Not so. And the reason it was added had little to do with any innate spirituality, but rather derived from our fear of the Soviet Union and our hope that God would somehow defend us against the Commie tyrants.
So, in 1952, a preacher by name of George M. Docherty, then the pastor of the New York Avenue Presbyterian Church in Washington, D.C., gave a sermon in which he suggested that the Pledge of Allegiance should include a nod to God.
No one really noticed.
On February 7, 1954, Docherty decided to preach the same sermon when he discovered that President Dwight D. Eisenhower planned to attend services.
This time people paid attention. The Cold War was in full swing with all of its saber-rattling and what could be better than to put a nod to God in our Pledge, so as to better cover our collective asses.
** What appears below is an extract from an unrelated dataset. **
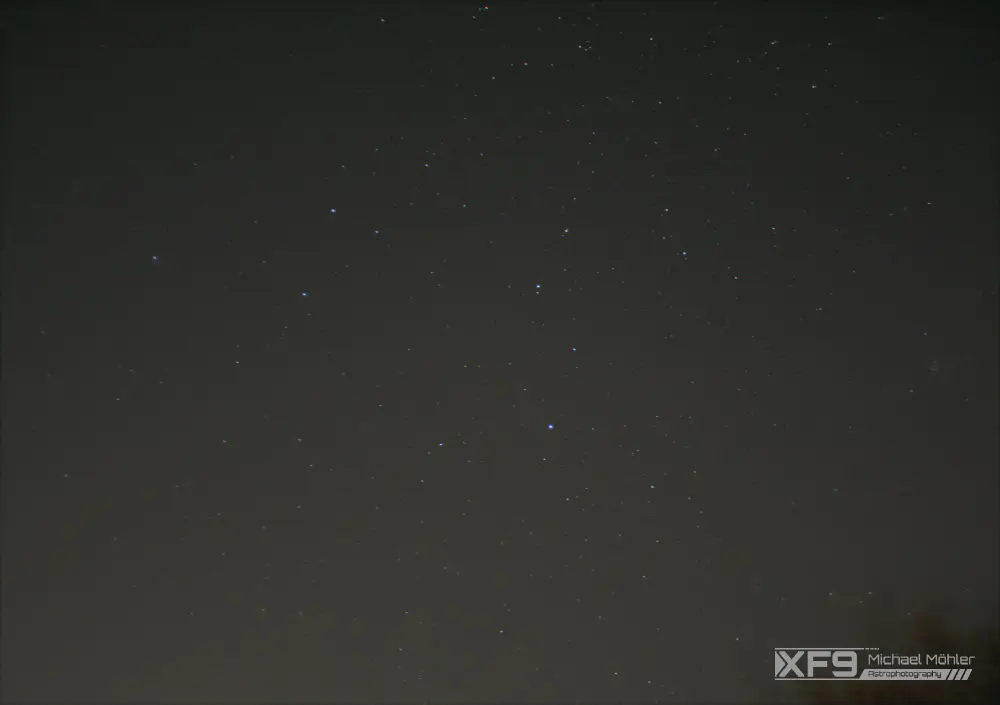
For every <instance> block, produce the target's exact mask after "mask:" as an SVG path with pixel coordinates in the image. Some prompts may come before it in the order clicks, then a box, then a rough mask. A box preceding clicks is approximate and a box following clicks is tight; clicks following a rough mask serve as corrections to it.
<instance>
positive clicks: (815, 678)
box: [774, 647, 976, 681]
mask: <svg viewBox="0 0 1000 705" xmlns="http://www.w3.org/2000/svg"><path fill="white" fill-rule="evenodd" d="M975 658H976V657H975V656H967V655H964V654H897V653H883V652H882V651H881V650H880V649H879V648H877V647H876V648H873V647H842V648H809V647H800V648H783V649H775V650H774V679H775V680H779V681H786V680H814V681H835V680H851V679H853V680H863V681H864V680H875V681H889V680H912V681H915V680H969V676H971V675H972V668H971V666H972V661H973V659H975ZM955 666H958V667H959V668H955Z"/></svg>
On February 8, a Republican Congressman from Michigan, Charles Oakman, introduced a bill in the House of Representatives to include the phrase "under God" in the Pledge of Allegiance. A similar bill was introduced in the Senate. The bills passed and Ike signed the law adding the phrase to the Pledge on Flag Day in 1954.
Docherty died on Thanksgiving Day, 2008, at the age of 97. But the question as to whether his nod to God was effective in the dismantling of the Soviet Union remains unanswered. It sure as hell didn't keep Bush and the neocons out of the government -- the reason for most of our current troubles.
While Docherty may have been a very nice man - he did support Martin Luther King, Jr., and the Civil Rights movement and he opposed the war in Vietnam - his unconstitutional delusion about adding the phrase "under God" to the Pledge, was unfortunate. So, ultimately, we must say RIP and thanks for the good things. But we must also say, when it comes to the Pledge, thanks for nothing.